The stack is preconfigured every `monitor up`. A one-shot `clawker-opensearch-bootstrap` compose service runs after OpenSearch reports healthy, applies:

* **Component templates** with shared mappings (`@timestamp` as date, `service.name` / `ingest_source` / `project` / `agent` as keyword)
* **Index templates** with per-source field mappings for each log index plus the SS4O `traces` mapping (so dynamic mapping never locks the wrong type at first ingest). The `claude-code` template carries the full Claude Code log + span field set.
* **ISM retention policy** (7-day rollover-to-delete, auto-attached to all indices via `ism_template.index_patterns`)
* **Empty index pre-creation** for the log indices so OSD Discover and dashboards don't error on initial load before the first record arrives
* **`clawker_prometheus` direct-query datasource** registered via the OpenSearch SQL plugin so OSD can read Prometheus metrics without a federated proxy
* **OSD `Clawker` workspace** with `features: ["use-case-all"]` so the explore-flavor `metrics` / `logs` / `traces` nav groups all mount
* **Saved objects** imported INTO the Clawker workspace — index patterns for every log index, the `Claude Code Cost & Usage` KPI dashboard (sessions, cost, input/output/cache tokens), the `Claude Code Activity` dashboard (prompts, tooling, code editing, permissions, hooks), and the `Clawker Networking` dashboard (Envoy / CoreDNS / eBPF event streams + verdict pies). Build additional dashboards off the index patterns + Prometheus datasource as needed.

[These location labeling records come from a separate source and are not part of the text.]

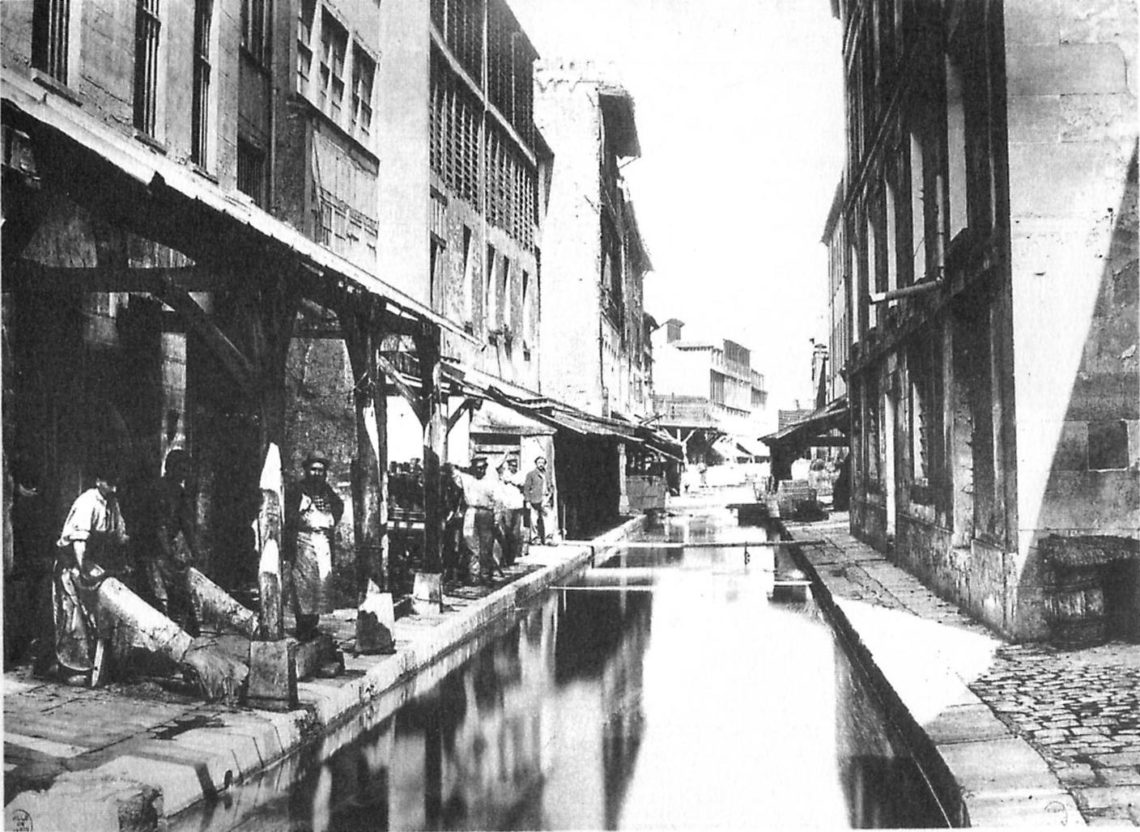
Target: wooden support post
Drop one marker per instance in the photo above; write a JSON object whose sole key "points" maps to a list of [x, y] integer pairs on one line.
{"points": [[429, 593], [273, 661], [369, 482], [213, 674]]}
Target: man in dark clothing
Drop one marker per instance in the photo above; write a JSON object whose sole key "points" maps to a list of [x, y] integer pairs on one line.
{"points": [[536, 490], [312, 510], [168, 565], [841, 489]]}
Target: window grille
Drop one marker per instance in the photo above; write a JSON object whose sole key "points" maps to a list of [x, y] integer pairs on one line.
{"points": [[306, 13], [147, 27], [203, 13], [333, 45], [251, 171], [364, 70], [255, 30], [50, 22]]}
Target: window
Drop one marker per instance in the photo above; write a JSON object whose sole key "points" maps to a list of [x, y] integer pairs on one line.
{"points": [[334, 40], [505, 315], [923, 368], [955, 148], [892, 242], [436, 271], [255, 29], [469, 280], [306, 11], [50, 24], [872, 264], [364, 68], [528, 316], [871, 446], [147, 26], [489, 304], [203, 10], [918, 211], [251, 171]]}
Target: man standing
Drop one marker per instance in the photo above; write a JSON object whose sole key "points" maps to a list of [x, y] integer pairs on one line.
{"points": [[312, 510], [479, 523], [177, 545], [92, 536], [511, 507], [537, 491]]}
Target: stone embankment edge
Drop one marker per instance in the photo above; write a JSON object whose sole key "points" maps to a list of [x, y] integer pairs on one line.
{"points": [[138, 793], [979, 771]]}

`otel-collector` gates on bootstrap completing successfully — it never starts until the cluster is preconfigured. Prometheus starts in parallel; bootstrap depends on Prometheus being up so the `clawker_prometheus` datasource registration can validate the configured URI. Bootstrap failure surfaces in `docker logs clawker-opensearch-bootstrap` and leaves the stack half-up by design (so wrong-mapped indices can't be silently created). The throwaway-stack model means picking up template/policy edits requires `monitor down --volumes && monitor up`; templates only apply at index creation.

## Telemetry Controls

Fine-tune what telemetry is collected via `settings.yaml`:

```yaml theme={"dark"}
monitoring:
  telemetry:
    log_tool_details: true       # Include tool invocation details
    log_user_prompts: true       # Include user prompts in logs
    include_account_uuid: true   # Include account identifier
    include_session_id: true     # Include session identifier
```

## Port Configuration

Override default ports in `settings.yaml` if they conflict with other services:

```yaml theme={"dark"}
monitoring:
  otel_collector_port: 4318
  otel_grpc_port: 4317
  opensearch_port: 9200
  opensearch_dashboards_port: 5601
  opensearch_heap_mb: 512        # JVM -Xms/-Xmx for the OpenSearch node
  prometheus_port: 9090
  prometheus_metrics_port: 8889
```

After changing ports, regenerate config files and restart:

```bash theme={"dark"}
clawker monitor init --force
clawker monitor down
clawker monitor up
```

## Checking Status

```bash theme={"dark"}
clawker monitor status
```

Shows container status (running/stopped) and service URLs for running services.

## Teardown

```bash theme={"dark"}
# Stop the stack (preserves data)
clawker monitor down

# Stop and remove all data volumes
clawker monitor down --volumes
```

Without `--volumes`, monitoring data persists across restarts (named volume `clawker-opensearch` for indices, `clawker-prometheus` for TSDB). The `clawker-net` network is preserved for other Clawker services (firewall, agents).